Wrong: Storing state in function memory

// BAD -- state lost on cold start or new instance
let requestCount = 0;
let cachedUser = null;

exports.handler = async (event) => {
  requestCount++;  // Unreliable -- resets on cold start
  if (!cachedUser) cachedUser = await fetchUser(event.userId);
  return { statusCode: 200, body: JSON.stringify({ count: requestCount }) };
};

Correct: External state management

// GOOD -- state in DynamoDB, cache in ElastiCache/KV
exports.handler = async (event) => {
  const result = await docClient.send(new UpdateCommand({
    TableName: "counters", Key: { id: "requests" },
    UpdateExpression: "ADD #c :inc",
    ExpressionAttributeNames: { "#c": "count" },
    ExpressionAttributeValues: { ":inc": 1 },
    ReturnValues: "UPDATED_NEW"
  }));
  return { statusCode: 200, body: JSON.stringify({ count: result.Attributes.count }) };
};

Wrong: Synchronous chain of function calls

// BAD -- function A directly invokes function B, which invokes C
// Creates tight coupling, cascading failures, and double billing
exports.handler = async (event) => {
  const orderResult = await lambda.invoke({ FunctionName: "processOrder", Payload: event.body }).promise();
  const paymentResult = await lambda.invoke({ FunctionName: "processPayment", Payload: orderResult.Payload }).promise();
  const emailResult = await lambda.invoke({ FunctionName: "sendEmail", Payload: paymentResult.Payload }).promise();
  return emailResult;
};

Correct: Event-driven decoupling or orchestration

// GOOD -- publish event, let downstream consumers react independently
exports.handler = async (event) => {
  const order = await createOrder(event.body);
  await eventBridge.send(new PutEventsCommand({
    Entries: [{ Source: "orders", DetailType: "OrderCreated", Detail: JSON.stringify(order) }]
  }));
  return { statusCode: 202, body: JSON.stringify({ id: order.id, status: "processing" }) };
};
// Payment and email functions subscribe to "OrderCreated" events independently

Common Pitfalls

Cold start latency in Java/C# runtimes: JVM and .NET CLR initialization adds 1-10s on cold start.
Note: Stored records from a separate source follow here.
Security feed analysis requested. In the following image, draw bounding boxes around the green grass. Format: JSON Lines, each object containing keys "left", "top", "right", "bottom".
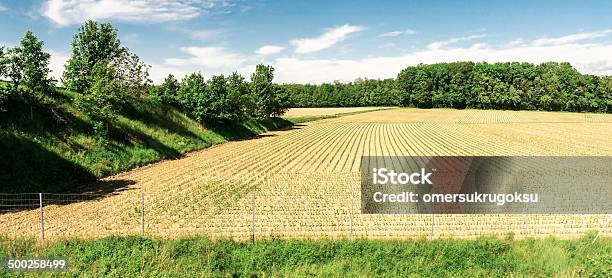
{"left": 283, "top": 107, "right": 395, "bottom": 124}
{"left": 0, "top": 86, "right": 293, "bottom": 193}
{"left": 0, "top": 234, "right": 609, "bottom": 277}
{"left": 283, "top": 114, "right": 339, "bottom": 124}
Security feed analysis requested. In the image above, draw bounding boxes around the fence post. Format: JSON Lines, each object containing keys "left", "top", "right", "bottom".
{"left": 39, "top": 193, "right": 44, "bottom": 241}
{"left": 523, "top": 215, "right": 529, "bottom": 238}
{"left": 251, "top": 188, "right": 256, "bottom": 243}
{"left": 349, "top": 184, "right": 354, "bottom": 240}
{"left": 430, "top": 213, "right": 435, "bottom": 240}
{"left": 430, "top": 203, "right": 435, "bottom": 240}
{"left": 140, "top": 192, "right": 145, "bottom": 236}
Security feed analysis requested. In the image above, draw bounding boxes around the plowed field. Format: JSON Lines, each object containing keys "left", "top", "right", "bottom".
{"left": 2, "top": 108, "right": 611, "bottom": 240}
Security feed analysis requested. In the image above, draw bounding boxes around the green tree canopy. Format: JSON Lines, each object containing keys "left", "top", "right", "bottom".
{"left": 63, "top": 20, "right": 123, "bottom": 93}
{"left": 76, "top": 62, "right": 122, "bottom": 121}
{"left": 177, "top": 72, "right": 207, "bottom": 121}
{"left": 63, "top": 20, "right": 150, "bottom": 95}
{"left": 226, "top": 72, "right": 251, "bottom": 120}
{"left": 151, "top": 74, "right": 180, "bottom": 106}
{"left": 0, "top": 46, "right": 6, "bottom": 78}
{"left": 18, "top": 30, "right": 53, "bottom": 95}
{"left": 250, "top": 64, "right": 275, "bottom": 119}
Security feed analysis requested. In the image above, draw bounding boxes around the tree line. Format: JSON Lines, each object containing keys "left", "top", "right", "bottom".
{"left": 149, "top": 64, "right": 289, "bottom": 123}
{"left": 0, "top": 20, "right": 289, "bottom": 139}
{"left": 396, "top": 62, "right": 611, "bottom": 112}
{"left": 282, "top": 78, "right": 401, "bottom": 107}
{"left": 1, "top": 20, "right": 610, "bottom": 124}
{"left": 284, "top": 62, "right": 611, "bottom": 113}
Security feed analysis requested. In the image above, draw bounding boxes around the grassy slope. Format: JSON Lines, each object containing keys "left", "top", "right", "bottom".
{"left": 0, "top": 85, "right": 293, "bottom": 193}
{"left": 0, "top": 235, "right": 610, "bottom": 277}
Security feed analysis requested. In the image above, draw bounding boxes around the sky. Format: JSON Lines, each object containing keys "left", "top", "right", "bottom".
{"left": 1, "top": 0, "right": 612, "bottom": 84}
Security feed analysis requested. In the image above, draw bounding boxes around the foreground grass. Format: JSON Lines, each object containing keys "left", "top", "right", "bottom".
{"left": 0, "top": 235, "right": 610, "bottom": 277}
{"left": 0, "top": 87, "right": 293, "bottom": 193}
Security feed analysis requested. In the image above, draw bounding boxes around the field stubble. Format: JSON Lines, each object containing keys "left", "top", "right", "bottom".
{"left": 1, "top": 108, "right": 611, "bottom": 240}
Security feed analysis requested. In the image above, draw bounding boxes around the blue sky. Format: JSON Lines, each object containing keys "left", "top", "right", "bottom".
{"left": 1, "top": 0, "right": 612, "bottom": 83}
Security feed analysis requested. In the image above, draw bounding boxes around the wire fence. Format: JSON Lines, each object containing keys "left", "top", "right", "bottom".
{"left": 0, "top": 188, "right": 610, "bottom": 242}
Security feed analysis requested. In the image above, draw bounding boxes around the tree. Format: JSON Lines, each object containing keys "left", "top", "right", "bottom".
{"left": 19, "top": 31, "right": 54, "bottom": 121}
{"left": 227, "top": 72, "right": 251, "bottom": 119}
{"left": 111, "top": 50, "right": 151, "bottom": 96}
{"left": 177, "top": 72, "right": 207, "bottom": 121}
{"left": 63, "top": 20, "right": 123, "bottom": 93}
{"left": 151, "top": 74, "right": 180, "bottom": 106}
{"left": 596, "top": 76, "right": 612, "bottom": 113}
{"left": 270, "top": 84, "right": 290, "bottom": 117}
{"left": 5, "top": 47, "right": 23, "bottom": 92}
{"left": 0, "top": 46, "right": 7, "bottom": 110}
{"left": 0, "top": 46, "right": 6, "bottom": 78}
{"left": 1, "top": 46, "right": 24, "bottom": 112}
{"left": 174, "top": 73, "right": 249, "bottom": 123}
{"left": 250, "top": 64, "right": 275, "bottom": 119}
{"left": 203, "top": 74, "right": 246, "bottom": 122}
{"left": 75, "top": 61, "right": 122, "bottom": 139}
{"left": 63, "top": 20, "right": 149, "bottom": 96}
{"left": 19, "top": 31, "right": 53, "bottom": 94}
{"left": 0, "top": 32, "right": 54, "bottom": 119}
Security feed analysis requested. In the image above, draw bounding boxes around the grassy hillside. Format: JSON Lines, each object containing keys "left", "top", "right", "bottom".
{"left": 0, "top": 235, "right": 609, "bottom": 277}
{"left": 0, "top": 84, "right": 293, "bottom": 193}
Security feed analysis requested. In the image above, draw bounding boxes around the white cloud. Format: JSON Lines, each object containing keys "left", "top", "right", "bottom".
{"left": 505, "top": 38, "right": 525, "bottom": 48}
{"left": 189, "top": 29, "right": 224, "bottom": 40}
{"left": 148, "top": 62, "right": 193, "bottom": 83}
{"left": 290, "top": 24, "right": 365, "bottom": 54}
{"left": 378, "top": 42, "right": 397, "bottom": 49}
{"left": 427, "top": 34, "right": 486, "bottom": 50}
{"left": 531, "top": 29, "right": 612, "bottom": 46}
{"left": 378, "top": 29, "right": 416, "bottom": 37}
{"left": 48, "top": 51, "right": 70, "bottom": 83}
{"left": 0, "top": 4, "right": 7, "bottom": 12}
{"left": 255, "top": 45, "right": 284, "bottom": 55}
{"left": 152, "top": 31, "right": 612, "bottom": 84}
{"left": 41, "top": 0, "right": 224, "bottom": 26}
{"left": 48, "top": 50, "right": 193, "bottom": 84}
{"left": 168, "top": 27, "right": 225, "bottom": 40}
{"left": 48, "top": 50, "right": 228, "bottom": 84}
{"left": 0, "top": 41, "right": 13, "bottom": 48}
{"left": 165, "top": 46, "right": 245, "bottom": 68}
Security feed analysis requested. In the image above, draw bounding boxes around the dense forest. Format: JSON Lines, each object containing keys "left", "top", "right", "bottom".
{"left": 284, "top": 62, "right": 611, "bottom": 113}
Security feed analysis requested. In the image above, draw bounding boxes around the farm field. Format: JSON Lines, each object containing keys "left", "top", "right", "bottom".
{"left": 1, "top": 108, "right": 611, "bottom": 240}
{"left": 283, "top": 107, "right": 389, "bottom": 116}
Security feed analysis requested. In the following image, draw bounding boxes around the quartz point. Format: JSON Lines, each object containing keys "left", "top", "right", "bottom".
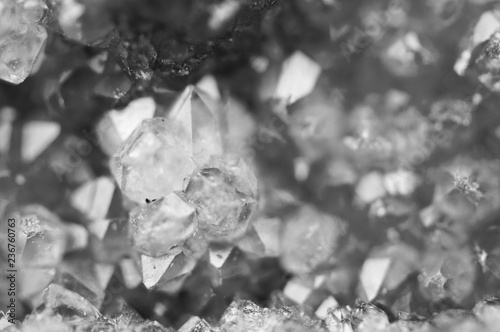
{"left": 97, "top": 97, "right": 156, "bottom": 156}
{"left": 178, "top": 316, "right": 213, "bottom": 332}
{"left": 274, "top": 51, "right": 322, "bottom": 105}
{"left": 130, "top": 193, "right": 197, "bottom": 257}
{"left": 21, "top": 121, "right": 60, "bottom": 163}
{"left": 34, "top": 284, "right": 101, "bottom": 320}
{"left": 184, "top": 157, "right": 257, "bottom": 241}
{"left": 168, "top": 85, "right": 223, "bottom": 166}
{"left": 70, "top": 176, "right": 115, "bottom": 221}
{"left": 280, "top": 205, "right": 347, "bottom": 275}
{"left": 0, "top": 0, "right": 47, "bottom": 84}
{"left": 111, "top": 118, "right": 195, "bottom": 203}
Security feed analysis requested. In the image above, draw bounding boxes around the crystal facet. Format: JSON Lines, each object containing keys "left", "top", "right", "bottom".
{"left": 130, "top": 193, "right": 197, "bottom": 257}
{"left": 111, "top": 118, "right": 195, "bottom": 203}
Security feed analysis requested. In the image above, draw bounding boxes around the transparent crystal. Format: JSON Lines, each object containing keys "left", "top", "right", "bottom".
{"left": 141, "top": 252, "right": 197, "bottom": 293}
{"left": 21, "top": 121, "right": 60, "bottom": 162}
{"left": 178, "top": 316, "right": 213, "bottom": 332}
{"left": 0, "top": 0, "right": 47, "bottom": 84}
{"left": 97, "top": 97, "right": 156, "bottom": 156}
{"left": 111, "top": 118, "right": 195, "bottom": 203}
{"left": 57, "top": 255, "right": 114, "bottom": 308}
{"left": 274, "top": 51, "right": 322, "bottom": 105}
{"left": 70, "top": 177, "right": 115, "bottom": 221}
{"left": 90, "top": 219, "right": 131, "bottom": 264}
{"left": 57, "top": 0, "right": 114, "bottom": 45}
{"left": 34, "top": 284, "right": 101, "bottom": 320}
{"left": 184, "top": 157, "right": 257, "bottom": 240}
{"left": 280, "top": 205, "right": 347, "bottom": 275}
{"left": 130, "top": 193, "right": 197, "bottom": 257}
{"left": 350, "top": 302, "right": 390, "bottom": 332}
{"left": 168, "top": 85, "right": 223, "bottom": 165}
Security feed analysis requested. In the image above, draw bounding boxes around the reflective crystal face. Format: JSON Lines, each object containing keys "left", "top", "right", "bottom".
{"left": 0, "top": 0, "right": 47, "bottom": 84}
{"left": 184, "top": 158, "right": 257, "bottom": 240}
{"left": 130, "top": 193, "right": 197, "bottom": 257}
{"left": 111, "top": 118, "right": 195, "bottom": 203}
{"left": 280, "top": 206, "right": 347, "bottom": 275}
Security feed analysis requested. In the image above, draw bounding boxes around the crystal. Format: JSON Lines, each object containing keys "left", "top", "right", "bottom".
{"left": 283, "top": 278, "right": 314, "bottom": 305}
{"left": 96, "top": 97, "right": 156, "bottom": 156}
{"left": 70, "top": 177, "right": 115, "bottom": 221}
{"left": 184, "top": 157, "right": 257, "bottom": 241}
{"left": 350, "top": 302, "right": 390, "bottom": 332}
{"left": 355, "top": 172, "right": 387, "bottom": 204}
{"left": 325, "top": 307, "right": 353, "bottom": 332}
{"left": 21, "top": 121, "right": 60, "bottom": 162}
{"left": 178, "top": 316, "right": 213, "bottom": 332}
{"left": 111, "top": 118, "right": 195, "bottom": 203}
{"left": 274, "top": 51, "right": 322, "bottom": 105}
{"left": 455, "top": 10, "right": 500, "bottom": 75}
{"left": 57, "top": 0, "right": 114, "bottom": 45}
{"left": 34, "top": 284, "right": 101, "bottom": 320}
{"left": 141, "top": 254, "right": 176, "bottom": 289}
{"left": 130, "top": 193, "right": 197, "bottom": 257}
{"left": 90, "top": 219, "right": 131, "bottom": 264}
{"left": 280, "top": 205, "right": 347, "bottom": 275}
{"left": 148, "top": 252, "right": 197, "bottom": 294}
{"left": 0, "top": 0, "right": 47, "bottom": 84}
{"left": 381, "top": 31, "right": 437, "bottom": 77}
{"left": 168, "top": 86, "right": 223, "bottom": 165}
{"left": 252, "top": 217, "right": 282, "bottom": 256}
{"left": 359, "top": 257, "right": 392, "bottom": 301}
{"left": 315, "top": 296, "right": 339, "bottom": 320}
{"left": 57, "top": 254, "right": 114, "bottom": 308}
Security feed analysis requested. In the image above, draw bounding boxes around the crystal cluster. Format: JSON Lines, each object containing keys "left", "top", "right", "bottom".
{"left": 4, "top": 0, "right": 500, "bottom": 331}
{"left": 0, "top": 0, "right": 47, "bottom": 84}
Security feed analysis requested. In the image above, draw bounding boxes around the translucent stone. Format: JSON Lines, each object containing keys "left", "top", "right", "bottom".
{"left": 57, "top": 0, "right": 114, "bottom": 45}
{"left": 252, "top": 218, "right": 281, "bottom": 256}
{"left": 70, "top": 177, "right": 115, "bottom": 221}
{"left": 178, "top": 316, "right": 213, "bottom": 332}
{"left": 130, "top": 193, "right": 197, "bottom": 257}
{"left": 359, "top": 257, "right": 391, "bottom": 301}
{"left": 0, "top": 107, "right": 14, "bottom": 156}
{"left": 111, "top": 118, "right": 195, "bottom": 203}
{"left": 315, "top": 297, "right": 339, "bottom": 320}
{"left": 184, "top": 157, "right": 257, "bottom": 240}
{"left": 19, "top": 206, "right": 67, "bottom": 268}
{"left": 90, "top": 219, "right": 131, "bottom": 264}
{"left": 220, "top": 300, "right": 270, "bottom": 332}
{"left": 455, "top": 10, "right": 500, "bottom": 75}
{"left": 141, "top": 254, "right": 176, "bottom": 289}
{"left": 21, "top": 121, "right": 60, "bottom": 162}
{"left": 97, "top": 97, "right": 156, "bottom": 156}
{"left": 355, "top": 172, "right": 387, "bottom": 204}
{"left": 280, "top": 206, "right": 347, "bottom": 275}
{"left": 283, "top": 278, "right": 313, "bottom": 305}
{"left": 325, "top": 307, "right": 353, "bottom": 332}
{"left": 57, "top": 255, "right": 114, "bottom": 308}
{"left": 34, "top": 284, "right": 101, "bottom": 320}
{"left": 19, "top": 267, "right": 56, "bottom": 302}
{"left": 0, "top": 0, "right": 47, "bottom": 84}
{"left": 168, "top": 86, "right": 223, "bottom": 165}
{"left": 350, "top": 302, "right": 390, "bottom": 332}
{"left": 274, "top": 51, "right": 322, "bottom": 105}
{"left": 142, "top": 252, "right": 197, "bottom": 293}
{"left": 381, "top": 31, "right": 437, "bottom": 77}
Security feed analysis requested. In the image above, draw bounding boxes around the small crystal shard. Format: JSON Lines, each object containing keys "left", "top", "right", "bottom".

Fix: Use Lambda SnapStart for Java, Native AOT for .NET, or switch to Node.js/Python for latency-sensitive paths. [src1]
Uncontrolled concurrency causing downstream overload: Lambda can scale to thousands of concurrent instances, overwhelming databases with connection limits. Fix: Use ReservedConcurrency or connection pooling (RDS Proxy, PgBouncer). [src3]
Over-provisioning memory: Lambda allocates CPU proportionally to memory. 10GB functions cost 20x more than 512MB per ms. Fix: Use AWS Lambda Power Tuning to find the cost-optimal memory setting. [src1]
Vendor lock-in through deep SDK coupling: Building directly against provider-specific APIs makes migration expensive. Fix: Use a repository pattern or ports-and-adapters architecture to abstract storage. [src7]
Missing timeout and retry configuration: Default Lambda timeout is 3 seconds; default retry is 2 for async invocations. Fix: Set explicit timeout (slightly less than API Gateway's 29s max) and configure DLQ for failed async events. [src4]
Ignoring INIT phase costs (post-August 2025): AWS now bills for Lambda initialization time. Heavy imports directly increase cost. Fix: Lazy-load heavy dependencies, use Lambda Layers, minimize top-level imports. [src1]
Not structuring logs for observability: console.log("error happened") is useless at scale. Fix: Use structured JSON logging with request ID, function name, and correlation IDs for distributed tracing. [src3]
Treating serverless as cheaper VMs: Serverless requires fundamentally different design -- event-driven, stateless, fine-grained. Lifting and shifting a monolith creates worse outcomes. Fix: Redesign around events and bounded contexts before migrating. [src4]

Diagnostic Commands

# Check Lambda function configuration
aws lambda get-function-configuration --function-name myFunction

# View recent invocation logs (last 5 minutes)
aws logs filter-log-events --log-group-name /aws/lambda/myFunction --start-time $(date -d '5 minutes ago' +%s000)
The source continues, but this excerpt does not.